A produção de Machado de Assis se tornou, nos últimos anos, um dos temas centrais de Alfredo Bosi, como atestam seus cursos de pós-graduação na USP, o volume dedicado ao autor da série "Folha Explica" (2003) e os livros "O Enigma do Olhar" (Ática, 1999) e este "Brás Cubas em Três Versões". Nele, o crítico reúne três ensaios: o que dá título à obra, "O Teatro Político nas Crônicas de Machado de Assis" e "Raymundo Faoro Leitor de Machado". No inicial, estuda como três diferentes linhagens explicaram o "bizarro narrador" do romance em que o escritor começa a utilizar o foco narrativo em primeira pessoa, associando a presença "física" do protagonista nos acontecimentos que descreve ao fato "sui generis" de que quem ali contava a própria história era um "defunto autor": 1) A versão "construtiva", que destaca a ligação do texto com a tradição da sátira-menipéia e seus jogos intertextuais; 2) a versão "expressiva", na qual sobressai a preocupação com o humor machadiano, "misto de galhofa e melancolia", sua compreensão do "barro humano" e seus vínculos com a tradição dos moralistas; e 3) a versão "mimética", cujo propósito é compreender a representação dos tipos sociais e desnudar na ficção a estrutura da sociedade brasileira no século 19. Ainda que defenda que a interpretação só adquire "força e pleno sentido" quando os caminhos são relacionados, o autor não esconde como julga especialmente relevante o segundo deles, percepção que os dois ensaios seguintes comprova.

Visada satírica
Em "O Teatro Político nas Crônicas de Machado de Assis", Bosi analisa várias peças jornalísticas do escritor para demarcar os limites da visada satírica e a preponderância de seu moralismo cético: "A política reforça, como instrumento global que é, as tendências defensivas e agressivas de cada indivíduo que entra no seu palco.
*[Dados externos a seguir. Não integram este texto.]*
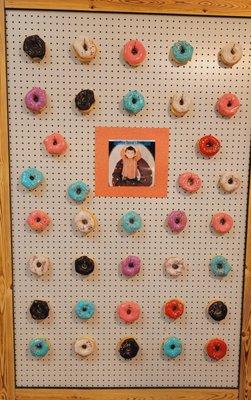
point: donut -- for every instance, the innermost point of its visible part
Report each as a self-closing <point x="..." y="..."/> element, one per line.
<point x="230" y="54"/>
<point x="182" y="52"/>
<point x="181" y="104"/>
<point x="222" y="222"/>
<point x="31" y="178"/>
<point x="85" y="100"/>
<point x="130" y="266"/>
<point x="172" y="347"/>
<point x="134" y="52"/>
<point x="174" y="308"/>
<point x="175" y="266"/>
<point x="133" y="101"/>
<point x="34" y="47"/>
<point x="131" y="222"/>
<point x="84" y="309"/>
<point x="39" y="309"/>
<point x="216" y="348"/>
<point x="36" y="100"/>
<point x="219" y="266"/>
<point x="128" y="348"/>
<point x="229" y="182"/>
<point x="38" y="220"/>
<point x="78" y="191"/>
<point x="128" y="311"/>
<point x="39" y="264"/>
<point x="189" y="181"/>
<point x="209" y="145"/>
<point x="55" y="144"/>
<point x="85" y="48"/>
<point x="39" y="347"/>
<point x="84" y="265"/>
<point x="85" y="221"/>
<point x="177" y="221"/>
<point x="217" y="310"/>
<point x="228" y="105"/>
<point x="85" y="346"/>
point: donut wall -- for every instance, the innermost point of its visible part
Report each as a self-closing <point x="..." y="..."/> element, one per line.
<point x="62" y="75"/>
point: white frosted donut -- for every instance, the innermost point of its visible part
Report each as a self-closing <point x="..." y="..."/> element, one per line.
<point x="84" y="346"/>
<point x="85" y="221"/>
<point x="181" y="104"/>
<point x="174" y="266"/>
<point x="229" y="182"/>
<point x="85" y="48"/>
<point x="39" y="264"/>
<point x="231" y="53"/>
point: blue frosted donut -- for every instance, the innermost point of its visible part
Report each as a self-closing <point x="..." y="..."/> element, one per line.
<point x="39" y="347"/>
<point x="172" y="347"/>
<point x="131" y="222"/>
<point x="78" y="191"/>
<point x="219" y="266"/>
<point x="84" y="309"/>
<point x="133" y="101"/>
<point x="31" y="178"/>
<point x="182" y="52"/>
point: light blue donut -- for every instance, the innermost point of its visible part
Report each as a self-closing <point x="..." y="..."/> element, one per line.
<point x="31" y="178"/>
<point x="219" y="266"/>
<point x="39" y="347"/>
<point x="84" y="309"/>
<point x="131" y="222"/>
<point x="133" y="101"/>
<point x="172" y="347"/>
<point x="78" y="191"/>
<point x="182" y="52"/>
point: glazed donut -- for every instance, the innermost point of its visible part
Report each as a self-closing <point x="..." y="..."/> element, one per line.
<point x="174" y="308"/>
<point x="55" y="144"/>
<point x="85" y="221"/>
<point x="128" y="311"/>
<point x="216" y="348"/>
<point x="85" y="346"/>
<point x="36" y="100"/>
<point x="38" y="220"/>
<point x="222" y="222"/>
<point x="39" y="264"/>
<point x="134" y="52"/>
<point x="181" y="104"/>
<point x="228" y="105"/>
<point x="175" y="266"/>
<point x="229" y="182"/>
<point x="31" y="178"/>
<point x="230" y="54"/>
<point x="176" y="221"/>
<point x="209" y="145"/>
<point x="85" y="48"/>
<point x="130" y="266"/>
<point x="189" y="181"/>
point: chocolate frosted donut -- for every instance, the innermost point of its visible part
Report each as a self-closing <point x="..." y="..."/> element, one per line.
<point x="84" y="265"/>
<point x="34" y="46"/>
<point x="39" y="309"/>
<point x="217" y="310"/>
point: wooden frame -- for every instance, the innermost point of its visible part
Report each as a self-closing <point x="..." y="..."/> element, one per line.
<point x="7" y="382"/>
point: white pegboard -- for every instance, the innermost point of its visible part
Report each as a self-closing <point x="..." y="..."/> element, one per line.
<point x="63" y="76"/>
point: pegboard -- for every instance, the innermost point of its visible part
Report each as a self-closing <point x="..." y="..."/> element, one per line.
<point x="63" y="76"/>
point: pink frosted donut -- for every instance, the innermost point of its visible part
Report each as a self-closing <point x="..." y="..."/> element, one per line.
<point x="36" y="99"/>
<point x="38" y="220"/>
<point x="177" y="221"/>
<point x="190" y="182"/>
<point x="134" y="52"/>
<point x="128" y="311"/>
<point x="228" y="105"/>
<point x="222" y="222"/>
Como construir uma república equitativa a partir de indivíduos centrados em seus interesses próprios?". Já em "Raymundo Faoro Leitor de Machado", sublinha o valor de "A Pirâmide e o Trapézio", apontando como o cientista político conseguiu, em sua investigação, aliar a análise tipológica a uma outra dimensão: "A compreensão do nexo escritor-sociedade vista do lado do olhar, e não do puro quadro empírico; vista do lado da reflexão, e não do puro reflexo". Como se percebe pela citação acima, ao mesmo tempo em que ressalta a aplicação de um ponto de vista sociológico à obra de Machado de Assis, Bosi também dá seguimento, neste livro, a uma antiga e importante polêmica que mantém com o principal representante dessa corrente, Roberto Schwarz -com ênfase, neste caso, na validade de pensar o Brasil do século 19 a partir de suas "idéias fora do lugar". Vale a pena notar, por fim, que, das três linhagens muito resumidamente apresentadas no espaço limitado desta resenha, os ensaios acabam se detendo com mais atenção nas duas últimas, na disputa "Machado nacional" x "Machado universal", deixando um pouco de lado a primeira, supostamente "formalista", que foge da questão e tem recentemente, com o instrumental de uma série de teorias da narrativa, ampliado de modo significativo a compreensão dos romances e contos do criador de "Memórias Póstumas de Brás Cubas" e "Dom Casmurro".


Adriano Schwartz é professor de literatura na Escola de Artes, Ciências e Humanidades da USP e autor de "O Abismo Invertido - Pessoa, Borges e A Inquietude do Romance em "O Ano da Morte de Ricardo Reis"" (editora Globo).
BRÁS CUBAS EM TRÊS VERSÕES
Autor: Alfredo Bosi Editora: Companhia das Letras Quanto: R$ 33,50 (144 págs.)